One of the biggest talking points early on is Danhausen’s WWE presence. The crew agrees that WWE has quickly found the right lane for him, using short segments, social media, and crowd-pleasing antics to keep him entertaining without overcomplicating the act. It turns into a broader conversation about how different promotions succeed or fail at understanding certain performers. 

They also dig into the latest promo developments around Roman Reigns and CM Punk, especially Roman calling Punk “old.” Mad Mike questions the logic of the insult, while TPOP argues it works because Punk’s character is exactly the kind of guy who would unravel over something so simple. It is one of the stronger wrestling psychology debates in the episode. 

From there, the show branches into fantasy-booking-adjacent discussion about Oba Femi and Brock Lesnar, with strong support for Oba being booked like an unstoppable future centerpiece. The group sees huge upside in that kind of clash if WWE commits. 

AAA also gets plenty of love this week. TruePrinceofPro makes the case that the biggest story from Rey de Reyes is El Grande Americano winning, while the crew also talks about how AAA’s newer TV presentation is making big events easier to follow. They touch on Bayley’s appearance, the Lucha Brothers, Vikingo’s possible future, and the unique feeling of seeing talent presented differently in Mexico than in WWE. 

On the home-front side of things, Sorg runs down updates for Wrestling Mayhem Show Presents: April Fool’s, along with shout-outs to 880 Wrestling, RWA, and Pit Fight, giving the episode a strong local wrestling identity on top of the national conversation. 

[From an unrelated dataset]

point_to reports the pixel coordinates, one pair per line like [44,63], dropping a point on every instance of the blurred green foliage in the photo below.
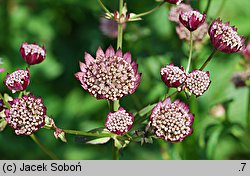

The AEW portion of the show is predictably lively. AEW Revolution gets reviewed with a mix of appreciation and frustration, especially around pacing, celebrity involvement, violence, tag team booking, and the endless debate over whether AEW is maximizing the depth of its division. 

Finally, What We Learned ties everything together with one of the most delightfully Mayhem notes possible: TruePrinceofPro learns that a move has been named after him, the “Teapot Drop,” while the rest of the crew shares their own surreal wrestling takeaways from the week.

If you like your wrestling podcasts with equal parts analysis, indie credibility, side tangents, and total nonsense, this episode absolutely delivers.